There are three different coenzymes required throughout the 5 steps that this complex carries out: thiamine pyrophosphate (TPP), lipoamide, and coenzyme A. This step is only one of the central metabolic pathway carried out by eukaryotes, in which glucose is oxidized to form carbon dioxide, water, and ATP. The E1 complex specifically uses the TPP cofactor to cleave the Calpha-C(=O) bond of pyruvate, and then transfer the acetyl group to the TPP coenzyme, thus resulting in an intermediate, hydroxylethyl-Tpp*E1, and producing CO_{2}. The thiazolium ring on the TPP is ideal for adding to carbonyl groups and acting as an electron sink, or a group that can pull electrons from a reaction and stabilize an electron-deficient intermediate. Additionally, PDHB interacts with Prolyl-hydroxylase PHD3 to regulate the cellular PDH activity.

== Clinical significance ==
Mutations in the PDHB gene have been known to cause one form of pyruvate dehydrogenase deficiency. Pyruvate dehydrogenase deficiency is characterized by the buildup of a chemical called lactic acid in the body and a variety of neurological problems. Signs and symptoms of this condition usually first appear shortly after birth, and they can vary widely among affected individuals. The most common feature is a potentially life-threatening buildup of lactic acid (lactic acidosis), which can cause nausea, vomiting, severe breathing problems, and an abnormal heartbeat. People with pyruvate dehydrogenase deficiency usually have neurological problems as well. Most have delayed development of mental abilities and motor skills such as sitting and walking. Other neurological problems can include intellectual disability, seizures, weak muscle tone (hypotonia), poor coordination, and difficulty walking. Some affected individuals have abnormal brain structures, such as underdevelopment of the tissue connecting the left and right halves of the brain (corpus callosum), wasting away (atrophy) of the exterior part of the brain known as the cerebral cortex, or patches of damaged tissue (lesions) on some parts of the brain. Because of the severe health effects, many individuals with pyruvate dehydrogenase deficiency do not survive past childhood, although some may live into adolescence or adulthood.

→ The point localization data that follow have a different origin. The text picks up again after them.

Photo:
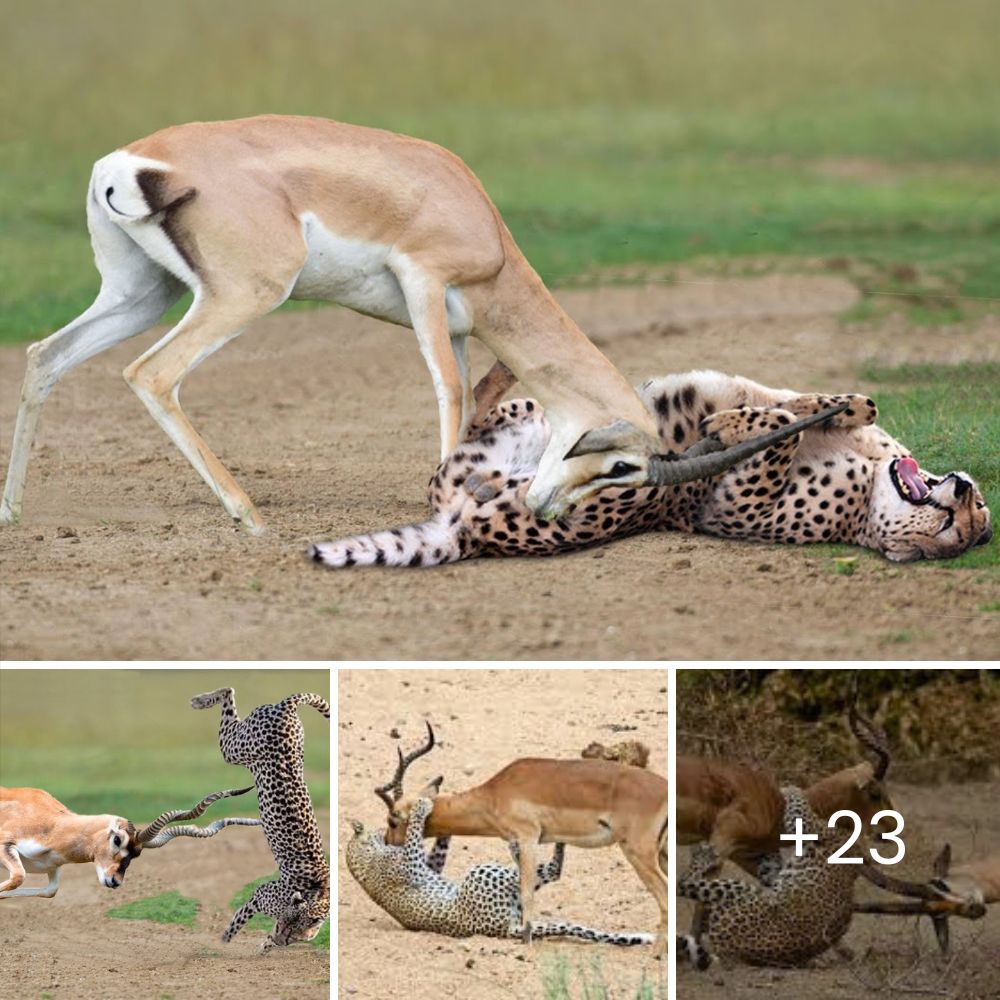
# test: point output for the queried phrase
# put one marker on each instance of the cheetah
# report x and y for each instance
(269, 742)
(801, 909)
(411, 888)
(846, 481)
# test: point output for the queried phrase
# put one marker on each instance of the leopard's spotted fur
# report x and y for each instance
(802, 909)
(269, 743)
(840, 483)
(411, 888)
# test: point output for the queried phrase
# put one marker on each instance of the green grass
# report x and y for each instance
(127, 741)
(607, 135)
(167, 908)
(262, 922)
(561, 981)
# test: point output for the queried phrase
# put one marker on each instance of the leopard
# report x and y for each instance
(845, 481)
(269, 743)
(802, 907)
(412, 888)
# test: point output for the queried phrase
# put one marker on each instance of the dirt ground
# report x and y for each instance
(328, 420)
(893, 957)
(65, 947)
(484, 719)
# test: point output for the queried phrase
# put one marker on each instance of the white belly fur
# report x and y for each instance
(355, 273)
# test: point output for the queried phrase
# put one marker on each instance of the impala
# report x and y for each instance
(252, 212)
(587, 803)
(38, 835)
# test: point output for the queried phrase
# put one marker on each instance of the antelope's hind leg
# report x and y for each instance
(135, 293)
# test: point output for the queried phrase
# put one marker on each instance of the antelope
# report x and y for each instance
(38, 835)
(252, 212)
(532, 801)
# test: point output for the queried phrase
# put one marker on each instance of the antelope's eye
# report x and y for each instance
(620, 469)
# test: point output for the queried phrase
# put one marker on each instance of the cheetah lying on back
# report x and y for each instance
(269, 742)
(411, 888)
(848, 481)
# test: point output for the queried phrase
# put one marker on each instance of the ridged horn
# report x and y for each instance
(709, 457)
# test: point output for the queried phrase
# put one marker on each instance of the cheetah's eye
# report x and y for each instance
(620, 469)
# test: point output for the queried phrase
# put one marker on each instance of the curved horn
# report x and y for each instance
(708, 457)
(148, 833)
(395, 784)
(201, 831)
(868, 734)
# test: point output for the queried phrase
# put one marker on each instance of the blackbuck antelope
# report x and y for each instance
(252, 212)
(38, 835)
(585, 803)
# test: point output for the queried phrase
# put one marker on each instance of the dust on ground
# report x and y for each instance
(66, 947)
(893, 957)
(328, 420)
(484, 719)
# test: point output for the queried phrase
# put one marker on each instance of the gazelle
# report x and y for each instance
(252, 212)
(38, 835)
(586, 803)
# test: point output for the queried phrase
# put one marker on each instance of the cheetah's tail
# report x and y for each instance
(559, 928)
(429, 544)
(319, 703)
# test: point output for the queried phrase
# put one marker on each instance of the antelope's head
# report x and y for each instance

Most cases of pyruvate dehydrogenase complex (PDHc) deficiency are attributable to mutations in the PDHA1 gene which encodes the E(1)α subunit, with few cases of mutations in the genes for E3, E3BP, and E2 being described. However, there are a few cases in which mutations in the beta subunit gene have resulted in patients with Leigh syndrome. Many pathological mutations have been described, including: R36C, which results in conformational change due to increased amino acid interactions; C306R, overall affecting interaction of the two beta subunits; I142M, affecting conformation around a potassium ion, thereby reducing PDHB stability; W165S, which also affects hydrophobic interaction between the beta subunits; and Y132C. Other cases have been described in which there are no pathological mutations, but inborn errors of metabolism, specifically related to ubiquitination and proteasome machineries, resulted in a PDHB deficiency. This was demonstrated by PDH activity being restored in cells that were treated with MG132, which is known as proteasome inhibitor. The clinical manifestations of this deficiency are similar to those of PDHA1 deficiency, with the exception being that ataxia is less frequent in these cases, and that consanguinity was found only in families with the PDHB deficiency.